There she goes again

By Intizar Hussain

A literary age is also known by the kind of controversies it brings in its wake. They are indicative of the newly emerged questions in our literature and our involvement in these questions. But a repeat of an outdated controversy serves no purpose. Rather, it speaks of our mental barrenness.

The immediate cause for this reaction on my part is an article by Fahmida Riaz, which I have just read in the latest issue of Duniyazad, Karachi. I earnestly tried to understand what has prompted her to launch once again a tirade against the ghazal and its practitioners. Has some new situation arisen with the passage of time and has she anything new to add to what has already been said by the hostile critics at different times?
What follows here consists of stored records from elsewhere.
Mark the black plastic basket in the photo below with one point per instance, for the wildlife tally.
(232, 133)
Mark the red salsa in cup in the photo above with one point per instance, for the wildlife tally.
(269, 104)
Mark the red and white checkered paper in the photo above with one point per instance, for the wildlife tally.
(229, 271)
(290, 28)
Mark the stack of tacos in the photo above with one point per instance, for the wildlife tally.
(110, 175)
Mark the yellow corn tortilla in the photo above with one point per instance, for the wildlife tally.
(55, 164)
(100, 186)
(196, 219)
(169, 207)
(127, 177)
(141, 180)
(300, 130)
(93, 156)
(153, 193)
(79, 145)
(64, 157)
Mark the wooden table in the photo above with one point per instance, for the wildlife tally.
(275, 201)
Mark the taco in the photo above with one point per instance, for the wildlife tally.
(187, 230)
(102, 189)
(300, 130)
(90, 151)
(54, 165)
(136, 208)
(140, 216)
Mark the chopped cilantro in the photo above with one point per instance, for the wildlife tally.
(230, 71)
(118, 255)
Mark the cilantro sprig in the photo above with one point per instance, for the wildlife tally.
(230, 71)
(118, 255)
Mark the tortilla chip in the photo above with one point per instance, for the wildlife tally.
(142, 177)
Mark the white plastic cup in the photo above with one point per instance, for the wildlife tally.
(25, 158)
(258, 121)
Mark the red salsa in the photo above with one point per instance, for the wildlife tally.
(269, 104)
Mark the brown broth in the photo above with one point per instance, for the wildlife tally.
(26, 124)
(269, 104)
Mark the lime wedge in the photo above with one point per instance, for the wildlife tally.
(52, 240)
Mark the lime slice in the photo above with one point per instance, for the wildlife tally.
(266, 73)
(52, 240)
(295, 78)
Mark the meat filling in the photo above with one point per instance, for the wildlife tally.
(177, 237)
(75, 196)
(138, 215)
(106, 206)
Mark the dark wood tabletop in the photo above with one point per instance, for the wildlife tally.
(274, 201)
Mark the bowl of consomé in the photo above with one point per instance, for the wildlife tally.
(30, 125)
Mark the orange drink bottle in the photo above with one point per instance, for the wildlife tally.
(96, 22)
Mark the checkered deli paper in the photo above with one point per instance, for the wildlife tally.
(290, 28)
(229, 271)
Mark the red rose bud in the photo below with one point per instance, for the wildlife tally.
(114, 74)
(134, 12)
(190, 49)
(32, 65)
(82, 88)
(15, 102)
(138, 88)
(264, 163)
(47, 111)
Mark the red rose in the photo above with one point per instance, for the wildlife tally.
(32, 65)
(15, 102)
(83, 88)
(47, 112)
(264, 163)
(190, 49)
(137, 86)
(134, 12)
If not, why should she take the trouble to repeat all those oft-repeated arguments, which every time they are repeated appear more hollow than ever?

Duniyazad has accommodated in the present issue two letters written in defence of the ghazal. The writers, Abrar Ahmad and Shanavar Ishaq, have fared a bit better in the sense that they, at least, are brief and to the point as opposed to Fahmida.

Fahmida, in her article, has wasted much time in trying to caricature ghazal writers. The attempt doesn't impress us much. She leaves this tiresome exercise in the middle and comes to the point. Here, too, she betrays her weakness by shifting from one position to the other. At the outset, she is in a mood to dismiss the ghazal as a form of expression. But soon, she relaxes a little and says that "good poetry is not always an impossibility in the form of ghazal." She is gracious enough to give some credit for good poetry to Hafiz and Baidil. She, however, seeks help from Josh and gladly informs us that he, too, had pointed out the limitations of the ghazal as a form of expression. But she did not care to understand that Josh had his own limitations as a poet. The rejection of the ghazal did not help him to overcome these limitations.

Fahmida feels helpless in the face of Hafiz and Baidil. In spite of her approval of Josh's verdict against the ghazal, she finds no way out but to grant concessions to Hafiz and Baidil. But once again, she goes on giving concessions to poets of lower cadre such as Jigar, Asghar and Fani. Even Zafar Iqbal succeeds in getting concession from her. But enough is enough. No more concessions. She is angry with her contemporaries for choosing the ghazal as their medium of expression while they had the option of choosing the nazm, which, according to her, is a far better medium of expression. She is fully convinced that ghazals written these days are all trash. She has no hesitation in including the ghazals of previous decades in this trash. On the other hand, nazms written during these years, according to her, are far better. Is it really so? But here, too, she pauses to make a few exceptions. Zafar Iqbal had already been excepted. Now she picks up Anwer Shaoor from the rejected lot and grants his ghazal the status of good poetry. One can only wonder at such exceptions. So many others included in the condemned goods are equally as good or as bad as the excepted ones. Only they could not win her favour.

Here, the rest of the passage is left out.